Editor's note: David Daniel, author, is CEO of Lakeland (Fla.) Surgical and Diagnostic Center. He received the Association for Professionals in Infection Control and Epidemiology's annual Healthcare Administrator Award and was recognized by APIC for "supporting programs that have virtually eliminated healthcare-associated infections at his facility."


Here are five tips for surgery center CEOs who want to make infection control a main priority in their ASCs.

 

1. Obtain board support and backing. After making the decision that infection control and prevention should be a major emphasis for the whole organization, I realized that it would be managerially shortsighted and politically foolish to embark on such a venture (knowing it would involve increased expense, time and staffing) without first obtaining the support and backing of our Board of Directors. Once I presented our plan and goal to the Board, we received their full support and encouragement to move forward with this project, which set us on the path to success.

 

2. Appoint managerial leadership. Any new program in healthcare is only as successful as the competency and dedication of the leaders who direct it and oversee it. Luckily the Lakeland Surgical and Diagnostic Center (LSDC) already had in place two very capable senior, seasoned nurses who had previously demonstrated an interest in infection control and prevention. One was the executive director of our Griffin Road ASC, and the other was the director of our operating rooms. I appointed them both, in a detailed written directive, as infection control officers and instructed them to work together to set up a comprehensive program of infection control and prevention for the LSDC.

 

3. Budget for adequate resources. When we began our new comprehensive IC program at LSDC, it was well before CMS had issued its Conditions for Coverage requirements and well before infection control had become an emphasis and concern for ASCs. We did not have an infection problem at LSDC at that time, and our infection rates were well within acceptable industry standards, but we felt it was the "right thing to do" and it was the right time to do it, which supports one of the guiding principles of the organization.
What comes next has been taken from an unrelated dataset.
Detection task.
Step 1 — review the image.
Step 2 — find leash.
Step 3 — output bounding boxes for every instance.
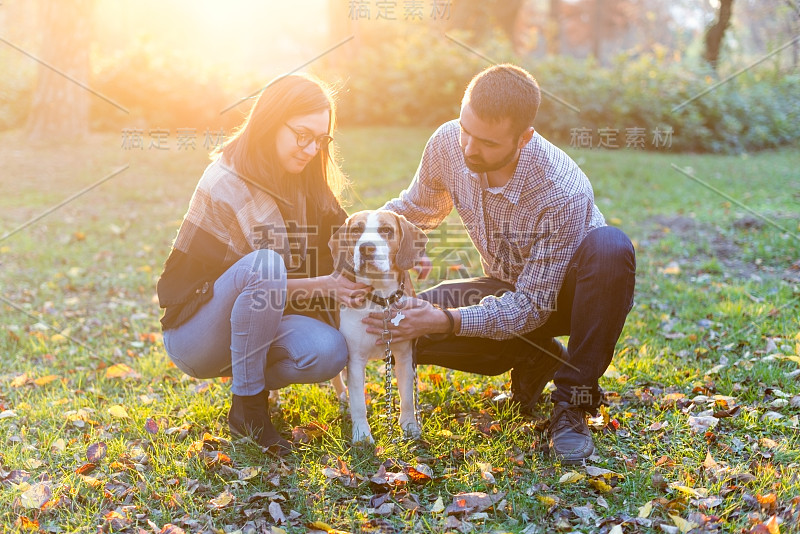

So, with the Board's blessing, I made sure the new infection control program was adequately budgeted to receive all the resources of funding, staffing, equipment, education and training to do everything necessary to reach our objective.

 

4. Educate, train and certify staff. The two appointed infection control officers were very knowledgeable and capable registered nurses, but they had little formal training in the specifics of infection control and prevention. So we immediately started signing up for conferences and seminars, and purchasing manuals, books and newsletters. We hired an outside infection control consultant to perform an in-depth review and analysis of our facilities, equipment, supplies, policies, procedures and practices. We encouraged infection control staff to obtain certifications and certificates, and we held mandatory staff training sessions to get everyone smart — fast — in all aspects of the subject matter.

 

5. Change the culture. Once we started introducing this new, comprehensive infection control and prevention program to all our physicians, staff, patients, visitors and vendors, it became obvious to everyone involved that we were very serious about permanently improving our infection rate within the LSDC, and that it was here to stay. This was not a flash-in-the-pan program but a conscious effort to make proper infection control practices an integral part of how we do business on a daily basis. The culture gradually began to change, and now proper infection control has become second nature for the LSDC organization, and everyone is proud and pleased with our accomplishment in this area.

 

Thank you to APIC for arranging this column.